Critique Ciné : Kill Trip (2026, direct to SVOD)

Critique Ciné : Kill Trip (2026, direct to SVOD)

Kill Trip // De Kristian McKay. Avec Samaire Armstrong, Corin Nemec et Stelio Savante.

 

Un groupe de jeunes sur la route d'un festival, une caisse qui tombe en panne au milieu du Texas, un type louche dans un van qui propose de les dépanner et un motel délabré où les corps commencent à tomber. Franchement, la recette du slasher, on la connaît par cœur. Ça peut donner une série B très efficace quand c'est fait avec un minimum d'idées ou de tripes. Le problème, c'est que Kill Trip réussit l'exploit d'être un désastre absolu du début à la fin. On est sur un bon gros zéro pointé. Pourtant, le film tente de faire illusion dès le générique avec une séquence façon bande dessinée animée plutôt bien foutue. On se dit naïvement que le réalisateur a une vraie personnalité visuelle à proposer. Fausse alerte. 

 

En route vers un festival de musique au Texas, un groupe d'amis monte dans le van d'un chauffeur charismatique. Mais quand des disparitions commencent, leur priorité devient de rester en vie.

 

Cette idée graphique sympa est balancée aux oubliettes dix minutes plus tard pour ne réapparaître qu'en coup de vent à la fin, histoire de nous rappeler ce que le métrage aurait pu être s'il avait eu un semblant de cerveau. Une fois l'intro expédiée, le calvaire commence. On suit Katy et sa bande de potes en plein trajet. Quand la voiture lâche, ils montent sans hésiter avec Dallas, un mec qui transpire le profil de psychopathe à dix kilomètres. À partir de là, le scénario s'emmêle les pinceaux d'une force rarement vue. Voulant jouer les fins limiers, le film empile les faux indices et les suspects avec une lourdeur gênante. À force d'essayer de nous perdre pour créer du mystère, le récit devient juste confus et poussif. 

 

On ne cherche même plus à deviner qui est le tueur, on attend juste patiemment que ça se termine. Côté rythme, c'est l'électrocardiogramme plat. Vendu comme un slasher à combustion lente, Kill Trip confond malheureusement tension dramatique et ennui mortel. La majeure partie du temps est meublée par des bavardages interminables. Les dialogues sonnent tellement faux qu'ils en deviennent involontairement comiques. Quant aux personnages, ils enchaînent les décisions les plus stupides possible. Au lieu de trembler pour eux quand les meurtres arrivent enfin, on se prend ouvertement à encourager le tueur pour qu'il les achève plus vite.
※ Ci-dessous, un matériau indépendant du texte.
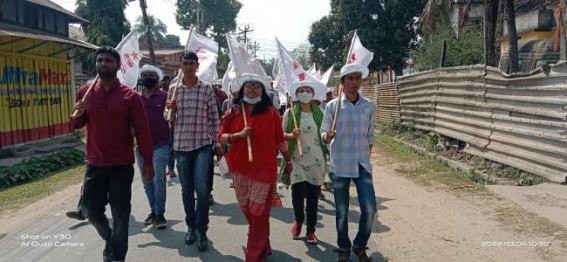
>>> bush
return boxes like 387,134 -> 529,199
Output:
0,149 -> 16,159
0,148 -> 85,189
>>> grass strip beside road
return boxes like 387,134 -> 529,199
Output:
0,164 -> 85,215
376,134 -> 486,193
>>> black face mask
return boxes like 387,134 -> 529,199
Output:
142,78 -> 157,89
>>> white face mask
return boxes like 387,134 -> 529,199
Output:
242,95 -> 262,104
297,92 -> 313,104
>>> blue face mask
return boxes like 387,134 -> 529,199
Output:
242,96 -> 262,105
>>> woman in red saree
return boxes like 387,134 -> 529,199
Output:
219,74 -> 292,262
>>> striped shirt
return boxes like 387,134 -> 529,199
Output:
321,95 -> 374,178
168,80 -> 220,151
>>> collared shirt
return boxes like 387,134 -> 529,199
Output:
168,80 -> 220,151
321,95 -> 374,177
73,79 -> 153,167
140,90 -> 169,146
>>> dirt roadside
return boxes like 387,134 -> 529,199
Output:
373,149 -> 567,262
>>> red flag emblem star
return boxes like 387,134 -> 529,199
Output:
348,53 -> 356,64
293,60 -> 305,81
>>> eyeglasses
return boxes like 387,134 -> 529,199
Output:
244,82 -> 264,89
181,61 -> 197,66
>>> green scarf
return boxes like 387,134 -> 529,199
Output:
280,103 -> 329,180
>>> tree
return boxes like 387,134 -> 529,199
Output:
134,15 -> 168,43
421,0 -> 526,68
260,57 -> 276,79
411,25 -> 484,71
504,0 -> 520,73
484,0 -> 500,67
308,13 -> 348,68
309,0 -> 426,73
75,0 -> 130,72
291,43 -> 311,70
159,35 -> 182,48
75,0 -> 130,47
175,0 -> 242,48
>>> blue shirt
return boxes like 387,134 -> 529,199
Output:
321,95 -> 374,178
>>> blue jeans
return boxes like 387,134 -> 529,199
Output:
331,165 -> 377,251
167,128 -> 175,172
136,145 -> 170,215
175,145 -> 213,232
81,165 -> 134,260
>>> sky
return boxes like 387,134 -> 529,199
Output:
51,0 -> 331,58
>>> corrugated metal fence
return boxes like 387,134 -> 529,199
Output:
394,65 -> 567,182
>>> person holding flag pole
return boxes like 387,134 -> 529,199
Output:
321,33 -> 377,262
218,35 -> 293,262
167,51 -> 224,251
282,81 -> 328,244
72,46 -> 154,261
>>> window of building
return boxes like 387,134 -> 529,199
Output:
1,0 -> 18,22
24,4 -> 40,28
44,10 -> 55,32
55,13 -> 68,36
C'est d'autant plus énervant que les acteurs font ce qu'ils peuvent avec le vide intersidéral qu'on leur a donné à jouer. 

 

Même constat pour les décors du motel et quelques maquillages sanglants qui tiennent la route. Mais ces rares éclairs d'efficacité sont immédiatement bousillés par des effets numériques baveux, des cadrages foirés et un montage complètement aux fraises. Quant au fameux twist du dernier acte, il atteint des sommets d'incohérence. Le dénouement tombe comme un cheveu sur la soupe, sans aucun sens ni aucune logique, laissant juste un sentiment de perplexité face à tant d'amateurisme.

 

Note : 0/10. En bref, Kill Trip est l'exemple parfait du projet qui coche toutes les mauvaises cases. Il n'y a pas d'angoisse, pas de rythme, pas de suspense. Rien. Si vous cherchez un vrai moment de frisson, passez votre chemin : ce naufrage ne vaut absolument pas le coup d'œil.